I tagliolini in brodo



Si lo so con i tagliolini di nonna questi non c'entrano nulla. Non li faceva proprio così e di questa grandezza.
Ma ogni volta che vado in Cina e mangio un piatto di noodles, penso a come è strano esser partiti tutti dallo stesso posto, dall’Africa, attrezzati di uova, farina e matterello ed esser finiti ad essere così diversi da non capirsi. A parte poi ritrovarsi a cucinare le stesse cose o quasi.

No non erano neanche questi i tagliolini di mi nonna, i suoi erano sottilissimi ma la preparazione non cambia.



Si fa un brodo di carne buono, lo si filtra e sgrassa per la salute. Lo si riporta ad ebollizione, mentre a parte in una padella si fa soffriggere un "battuto" di guanciale e maggiorana, sempre per la salute. Quando il grasso è sciolto, si aggiunge mezzo cucchiaio di salsa di pomodoro. Nel frattempo si buttano i taglioni fatti con 100 gr di farina ogni 3 tuorli d'uovo, tagliati sottilissimi. Dopo un minuto, massimo due si aggiunge, al brodo e ai tagliolini, il condimento di guanciale. Attenzione che quando lo incorporate tende a "scoppiettare" da cui un'altra preparazione di questa terra: i "tagliolini al chioppo" dove al brodo è sostituita semplice acqua salata, e ai tagliolini all'uovo si usano quelli stile cinese acqua e farina. Comunque alla fine entrambi si impiattano e si condiscono con pecorino grattugiato. Parmigiano se li volete più delicati.

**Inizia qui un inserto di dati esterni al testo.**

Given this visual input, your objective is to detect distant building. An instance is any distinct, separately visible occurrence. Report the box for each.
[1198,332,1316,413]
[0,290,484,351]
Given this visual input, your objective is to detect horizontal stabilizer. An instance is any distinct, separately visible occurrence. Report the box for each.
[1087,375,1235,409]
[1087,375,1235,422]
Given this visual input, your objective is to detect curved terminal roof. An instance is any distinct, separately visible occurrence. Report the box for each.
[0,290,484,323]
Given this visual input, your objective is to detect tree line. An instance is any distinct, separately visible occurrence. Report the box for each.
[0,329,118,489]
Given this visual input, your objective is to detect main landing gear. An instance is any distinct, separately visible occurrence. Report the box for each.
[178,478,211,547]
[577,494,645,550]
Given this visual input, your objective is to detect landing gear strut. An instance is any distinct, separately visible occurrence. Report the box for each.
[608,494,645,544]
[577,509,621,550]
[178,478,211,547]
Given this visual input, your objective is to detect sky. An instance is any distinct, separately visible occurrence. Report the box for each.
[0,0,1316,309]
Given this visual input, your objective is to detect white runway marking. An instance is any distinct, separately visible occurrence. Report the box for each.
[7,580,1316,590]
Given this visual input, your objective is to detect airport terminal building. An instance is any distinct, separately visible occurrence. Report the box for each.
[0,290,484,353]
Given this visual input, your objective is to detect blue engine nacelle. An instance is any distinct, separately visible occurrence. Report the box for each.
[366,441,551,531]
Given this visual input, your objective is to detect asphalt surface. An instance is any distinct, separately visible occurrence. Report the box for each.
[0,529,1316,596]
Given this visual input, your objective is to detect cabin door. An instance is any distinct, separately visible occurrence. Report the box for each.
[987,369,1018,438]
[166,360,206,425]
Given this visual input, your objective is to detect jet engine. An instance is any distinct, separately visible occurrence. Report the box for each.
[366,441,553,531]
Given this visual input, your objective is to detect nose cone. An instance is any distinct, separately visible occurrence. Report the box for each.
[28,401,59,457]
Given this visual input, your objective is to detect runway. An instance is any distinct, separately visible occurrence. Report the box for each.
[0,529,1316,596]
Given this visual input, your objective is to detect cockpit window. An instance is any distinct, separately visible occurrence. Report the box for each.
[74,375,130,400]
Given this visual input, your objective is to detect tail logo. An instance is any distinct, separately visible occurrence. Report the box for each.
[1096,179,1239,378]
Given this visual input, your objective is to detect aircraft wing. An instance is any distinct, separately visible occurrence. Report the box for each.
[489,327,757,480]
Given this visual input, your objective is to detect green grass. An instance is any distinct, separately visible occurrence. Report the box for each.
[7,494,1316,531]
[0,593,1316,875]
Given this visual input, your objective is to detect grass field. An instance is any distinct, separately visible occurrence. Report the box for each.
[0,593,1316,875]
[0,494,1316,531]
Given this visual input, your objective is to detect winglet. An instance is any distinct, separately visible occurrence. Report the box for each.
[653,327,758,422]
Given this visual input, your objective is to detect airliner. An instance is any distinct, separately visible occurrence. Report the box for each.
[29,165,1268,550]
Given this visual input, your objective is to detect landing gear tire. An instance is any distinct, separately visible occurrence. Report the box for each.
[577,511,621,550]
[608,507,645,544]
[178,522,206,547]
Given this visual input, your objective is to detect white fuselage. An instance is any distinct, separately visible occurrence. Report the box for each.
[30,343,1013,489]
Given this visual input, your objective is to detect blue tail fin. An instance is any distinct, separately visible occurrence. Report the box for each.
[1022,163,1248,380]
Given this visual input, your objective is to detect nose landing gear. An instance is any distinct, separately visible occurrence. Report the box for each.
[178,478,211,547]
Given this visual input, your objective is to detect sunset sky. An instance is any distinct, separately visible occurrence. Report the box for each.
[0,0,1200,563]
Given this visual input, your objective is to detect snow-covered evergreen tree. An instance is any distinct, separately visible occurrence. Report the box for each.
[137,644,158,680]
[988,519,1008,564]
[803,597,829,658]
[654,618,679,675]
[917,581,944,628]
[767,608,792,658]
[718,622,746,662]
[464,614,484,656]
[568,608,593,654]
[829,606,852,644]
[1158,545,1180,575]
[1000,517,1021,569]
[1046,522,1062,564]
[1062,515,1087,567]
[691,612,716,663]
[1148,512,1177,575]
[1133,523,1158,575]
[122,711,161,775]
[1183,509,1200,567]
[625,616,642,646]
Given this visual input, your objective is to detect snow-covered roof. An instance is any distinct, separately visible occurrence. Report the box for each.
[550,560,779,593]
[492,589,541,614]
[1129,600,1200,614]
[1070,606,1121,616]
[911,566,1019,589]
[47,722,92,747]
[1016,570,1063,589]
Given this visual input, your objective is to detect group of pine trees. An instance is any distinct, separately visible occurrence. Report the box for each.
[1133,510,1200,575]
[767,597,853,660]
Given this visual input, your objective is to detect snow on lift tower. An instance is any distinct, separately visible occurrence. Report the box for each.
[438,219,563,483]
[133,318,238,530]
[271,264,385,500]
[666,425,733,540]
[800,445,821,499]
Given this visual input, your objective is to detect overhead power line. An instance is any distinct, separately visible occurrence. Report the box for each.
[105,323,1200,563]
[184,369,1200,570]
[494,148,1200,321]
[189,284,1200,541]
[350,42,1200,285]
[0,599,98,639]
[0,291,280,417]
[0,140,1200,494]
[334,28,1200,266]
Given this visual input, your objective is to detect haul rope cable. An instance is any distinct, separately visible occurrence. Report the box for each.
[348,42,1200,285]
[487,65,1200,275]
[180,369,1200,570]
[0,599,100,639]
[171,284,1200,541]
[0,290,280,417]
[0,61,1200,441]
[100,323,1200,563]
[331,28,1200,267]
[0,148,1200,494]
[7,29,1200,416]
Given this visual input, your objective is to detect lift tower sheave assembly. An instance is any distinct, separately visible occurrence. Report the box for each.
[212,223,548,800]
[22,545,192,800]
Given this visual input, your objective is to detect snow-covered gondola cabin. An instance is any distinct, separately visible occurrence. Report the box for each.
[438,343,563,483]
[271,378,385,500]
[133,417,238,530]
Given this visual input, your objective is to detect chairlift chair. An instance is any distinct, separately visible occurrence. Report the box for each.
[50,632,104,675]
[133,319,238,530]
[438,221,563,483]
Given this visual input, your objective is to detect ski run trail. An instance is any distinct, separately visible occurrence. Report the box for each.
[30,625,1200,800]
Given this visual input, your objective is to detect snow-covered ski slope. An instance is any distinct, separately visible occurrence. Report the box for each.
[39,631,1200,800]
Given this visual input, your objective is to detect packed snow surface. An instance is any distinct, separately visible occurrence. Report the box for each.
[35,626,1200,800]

Se invece volete fare dei noodles cinesi, o qualcosa che gli somigli, da mangiare con i ravioli di gamberi: gli Har Gau. Dovete limitiarvi ad un impasto di acqua e farina, io ho aggiunto due albumi, ed un pizzico di sale. Con lo stesso impasto tirate anche una sfoglia sottile per i ravioli. Saltate i gamberi in padella con un po' di olio aromatizzato, come questo qui, o semplicemente con aglio. Li disponete sulla sfoglia e li chiudete a fagottino. Lessate i tagliolino e a metà cottura aggiungete i ravioli. Potete usare un brodo di verdure, o lo stesso brodo di carne come ho fatto io.

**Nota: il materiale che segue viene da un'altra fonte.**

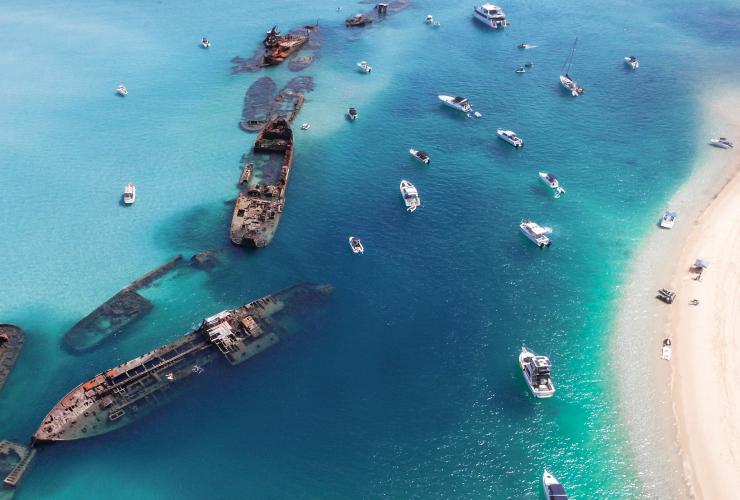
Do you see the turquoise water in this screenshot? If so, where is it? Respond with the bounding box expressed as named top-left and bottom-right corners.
top-left (0, 0), bottom-right (740, 499)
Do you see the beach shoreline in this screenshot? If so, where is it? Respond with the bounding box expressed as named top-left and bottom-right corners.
top-left (612, 88), bottom-right (740, 498)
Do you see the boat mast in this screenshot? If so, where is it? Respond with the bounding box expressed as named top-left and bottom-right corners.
top-left (563, 37), bottom-right (578, 77)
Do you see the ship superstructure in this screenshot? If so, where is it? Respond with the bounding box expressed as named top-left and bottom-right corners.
top-left (34, 284), bottom-right (331, 441)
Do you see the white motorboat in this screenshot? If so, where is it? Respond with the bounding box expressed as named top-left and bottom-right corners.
top-left (660, 338), bottom-right (673, 361)
top-left (437, 95), bottom-right (473, 113)
top-left (519, 219), bottom-right (552, 248)
top-left (660, 210), bottom-right (678, 229)
top-left (519, 346), bottom-right (555, 398)
top-left (560, 38), bottom-right (583, 97)
top-left (624, 56), bottom-right (640, 69)
top-left (409, 148), bottom-right (432, 165)
top-left (400, 180), bottom-right (421, 212)
top-left (709, 137), bottom-right (735, 149)
top-left (539, 172), bottom-right (565, 198)
top-left (496, 128), bottom-right (524, 148)
top-left (542, 469), bottom-right (568, 500)
top-left (123, 182), bottom-right (136, 205)
top-left (473, 3), bottom-right (509, 29)
top-left (357, 61), bottom-right (373, 73)
top-left (349, 236), bottom-right (365, 253)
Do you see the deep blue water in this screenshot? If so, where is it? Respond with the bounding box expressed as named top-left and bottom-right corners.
top-left (0, 0), bottom-right (740, 499)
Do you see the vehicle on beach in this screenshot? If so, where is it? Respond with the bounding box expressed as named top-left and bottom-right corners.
top-left (624, 56), bottom-right (640, 69)
top-left (409, 148), bottom-right (432, 165)
top-left (349, 236), bottom-right (365, 253)
top-left (660, 210), bottom-right (677, 229)
top-left (437, 95), bottom-right (473, 113)
top-left (657, 288), bottom-right (676, 304)
top-left (519, 219), bottom-right (552, 248)
top-left (357, 61), bottom-right (373, 73)
top-left (496, 128), bottom-right (524, 148)
top-left (539, 172), bottom-right (565, 198)
top-left (660, 337), bottom-right (672, 361)
top-left (519, 346), bottom-right (555, 398)
top-left (123, 182), bottom-right (136, 205)
top-left (709, 137), bottom-right (735, 149)
top-left (542, 469), bottom-right (568, 500)
top-left (560, 38), bottom-right (583, 97)
top-left (473, 3), bottom-right (509, 29)
top-left (400, 180), bottom-right (421, 212)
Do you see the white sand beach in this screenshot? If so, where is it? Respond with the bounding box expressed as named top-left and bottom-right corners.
top-left (669, 156), bottom-right (740, 499)
top-left (613, 88), bottom-right (740, 499)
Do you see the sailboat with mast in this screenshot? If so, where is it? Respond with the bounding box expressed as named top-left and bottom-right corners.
top-left (560, 38), bottom-right (583, 97)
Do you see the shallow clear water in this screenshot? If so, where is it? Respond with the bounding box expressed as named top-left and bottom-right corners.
top-left (0, 0), bottom-right (740, 498)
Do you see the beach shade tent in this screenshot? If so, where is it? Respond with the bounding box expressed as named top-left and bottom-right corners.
top-left (694, 259), bottom-right (709, 269)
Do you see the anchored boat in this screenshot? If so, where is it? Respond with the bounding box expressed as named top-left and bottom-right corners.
top-left (33, 284), bottom-right (331, 441)
top-left (542, 469), bottom-right (568, 500)
top-left (519, 347), bottom-right (555, 398)
top-left (560, 38), bottom-right (583, 97)
top-left (400, 180), bottom-right (421, 212)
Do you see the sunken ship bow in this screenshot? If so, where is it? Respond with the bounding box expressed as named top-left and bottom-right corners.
top-left (33, 283), bottom-right (332, 441)
top-left (230, 117), bottom-right (293, 248)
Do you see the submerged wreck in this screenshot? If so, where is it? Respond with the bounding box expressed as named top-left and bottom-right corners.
top-left (63, 255), bottom-right (183, 352)
top-left (33, 283), bottom-right (333, 441)
top-left (230, 117), bottom-right (293, 248)
top-left (0, 440), bottom-right (36, 500)
top-left (0, 324), bottom-right (26, 391)
top-left (231, 24), bottom-right (320, 73)
top-left (239, 76), bottom-right (313, 132)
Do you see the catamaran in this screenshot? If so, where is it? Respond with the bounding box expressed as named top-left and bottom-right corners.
top-left (437, 95), bottom-right (473, 113)
top-left (539, 172), bottom-right (565, 198)
top-left (496, 128), bottom-right (524, 148)
top-left (401, 180), bottom-right (421, 212)
top-left (560, 38), bottom-right (583, 97)
top-left (519, 219), bottom-right (552, 248)
top-left (473, 3), bottom-right (509, 29)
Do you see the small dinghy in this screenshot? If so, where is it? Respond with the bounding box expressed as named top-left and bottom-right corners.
top-left (409, 148), bottom-right (432, 165)
top-left (123, 182), bottom-right (136, 205)
top-left (660, 338), bottom-right (673, 361)
top-left (349, 236), bottom-right (365, 253)
top-left (357, 61), bottom-right (373, 73)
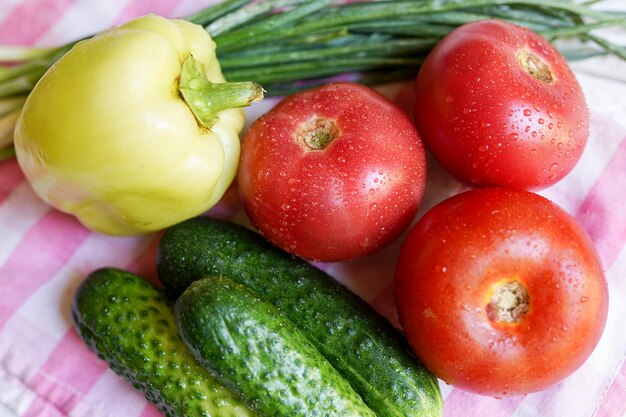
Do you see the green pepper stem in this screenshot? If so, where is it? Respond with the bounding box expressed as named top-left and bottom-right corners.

Tanto qualcuno affamato lo trovate sempre



16 novembre 2009

Io sono Sassoferratese

Sono di questa terra lontana dal mare, in mezzo a questa striscia d’Italia, quasi più vicina all’Umbria che alle Marche stesse.
Montanaro da sempre, con un indole marinara retaggio di una parentesi di vita Anconetana. Contadino per destino, cuciniere per vocazione, cultore della zappa e della vanga, apostolo della tecnologia e adepto della rete.
Sono figlio di questo nulla, dove ci si arriva per caso e raramente a ragione, di questo entroterra lontano dal molto, vicino all’essenziale.

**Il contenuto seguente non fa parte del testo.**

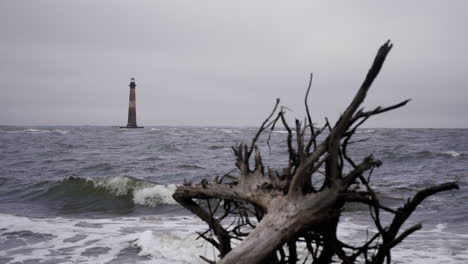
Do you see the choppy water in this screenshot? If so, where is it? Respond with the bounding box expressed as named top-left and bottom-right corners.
top-left (0, 127), bottom-right (468, 263)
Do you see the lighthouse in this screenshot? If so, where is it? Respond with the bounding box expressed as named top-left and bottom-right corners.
top-left (122, 77), bottom-right (143, 128)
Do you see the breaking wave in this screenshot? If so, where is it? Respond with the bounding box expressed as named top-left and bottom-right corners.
top-left (0, 176), bottom-right (177, 213)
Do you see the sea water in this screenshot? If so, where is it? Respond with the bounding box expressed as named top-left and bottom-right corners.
top-left (0, 126), bottom-right (468, 263)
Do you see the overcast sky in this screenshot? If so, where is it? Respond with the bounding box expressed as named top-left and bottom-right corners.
top-left (0, 0), bottom-right (468, 127)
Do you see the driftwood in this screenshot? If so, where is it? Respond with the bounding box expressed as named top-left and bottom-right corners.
top-left (173, 41), bottom-right (458, 264)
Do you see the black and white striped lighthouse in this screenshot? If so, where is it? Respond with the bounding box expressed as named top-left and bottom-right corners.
top-left (123, 77), bottom-right (143, 128)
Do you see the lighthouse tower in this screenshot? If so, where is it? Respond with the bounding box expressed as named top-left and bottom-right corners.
top-left (124, 77), bottom-right (142, 128)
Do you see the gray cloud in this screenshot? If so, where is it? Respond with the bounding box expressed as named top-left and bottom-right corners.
top-left (0, 0), bottom-right (468, 127)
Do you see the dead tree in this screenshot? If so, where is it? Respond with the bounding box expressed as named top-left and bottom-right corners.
top-left (173, 41), bottom-right (458, 264)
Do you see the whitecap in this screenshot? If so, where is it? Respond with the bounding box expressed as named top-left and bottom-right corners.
top-left (133, 184), bottom-right (177, 207)
top-left (134, 230), bottom-right (205, 264)
top-left (444, 150), bottom-right (463, 158)
top-left (0, 213), bottom-right (204, 264)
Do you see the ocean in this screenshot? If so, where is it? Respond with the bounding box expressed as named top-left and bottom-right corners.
top-left (0, 126), bottom-right (468, 264)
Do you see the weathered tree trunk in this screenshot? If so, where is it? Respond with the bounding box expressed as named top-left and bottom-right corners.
top-left (173, 42), bottom-right (458, 264)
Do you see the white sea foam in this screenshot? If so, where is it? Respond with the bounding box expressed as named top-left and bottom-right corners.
top-left (82, 176), bottom-right (177, 207)
top-left (273, 130), bottom-right (288, 134)
top-left (219, 128), bottom-right (239, 134)
top-left (0, 214), bottom-right (204, 264)
top-left (133, 184), bottom-right (177, 206)
top-left (134, 230), bottom-right (207, 264)
top-left (356, 129), bottom-right (375, 134)
top-left (444, 150), bottom-right (463, 157)
top-left (0, 214), bottom-right (468, 264)
top-left (21, 128), bottom-right (69, 135)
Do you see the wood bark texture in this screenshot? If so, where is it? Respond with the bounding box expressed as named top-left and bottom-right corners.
top-left (173, 41), bottom-right (458, 264)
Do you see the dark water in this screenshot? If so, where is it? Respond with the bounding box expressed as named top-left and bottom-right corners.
top-left (0, 127), bottom-right (468, 263)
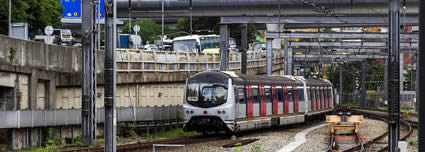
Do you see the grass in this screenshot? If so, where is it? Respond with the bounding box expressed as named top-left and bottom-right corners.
top-left (142, 128), bottom-right (199, 141)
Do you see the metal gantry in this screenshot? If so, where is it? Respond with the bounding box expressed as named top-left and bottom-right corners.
top-left (388, 0), bottom-right (402, 152)
top-left (416, 1), bottom-right (425, 151)
top-left (81, 0), bottom-right (96, 145)
top-left (220, 24), bottom-right (229, 71)
top-left (104, 0), bottom-right (117, 152)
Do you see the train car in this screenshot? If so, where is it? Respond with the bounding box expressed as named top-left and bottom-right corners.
top-left (183, 72), bottom-right (334, 133)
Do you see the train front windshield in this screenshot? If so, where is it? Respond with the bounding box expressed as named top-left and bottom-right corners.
top-left (186, 83), bottom-right (227, 108)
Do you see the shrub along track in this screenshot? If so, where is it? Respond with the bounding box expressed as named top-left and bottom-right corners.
top-left (338, 108), bottom-right (417, 152)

Sono il nocciolo sputato da questa terra che mi puzza ancora sotto le unghie da generazioni: un vago odore di zolfo, e ancora di terra e poi d’inchiostro stantio. Sono il profugo che non si conosce, il personaggio episodico della piazza del paese, lo sconosciuto dal vivo, il conosciuto da finto. Sono l’uomo viaggiato, sono il padre partito, il figlio ritornato; ogni volta, in questa valle incastrata nella spina dorsale dell’Appennino. Una terra che lega, che tiene vicini, da cui non vedi l’ora di andartene. Per poi chiederti perché? Perché altrove, e perché non qui ?

Allora si sta come in trincea, a mordere stretto il cuoio della ragione, a non mollare, a rispondere picche alle cassandre del resto del mondo là fuori. A spiegare la ragione del perché quel leggero filo, quella bava, ti tiene legato, più della parentesi di una vacanza degli altri. A spiegare alla fine che non è solo perché ci sei nato, ma perché ci credi, credi che ci si può stare, ci si può far crescere figli con aspirazioni che siano un filo più grandi di quelle che tuo padre aveva per te, e che tuo nonno aveva per lui. Solo piccoli passi, ché quelli grandi non possiamo permetterceli.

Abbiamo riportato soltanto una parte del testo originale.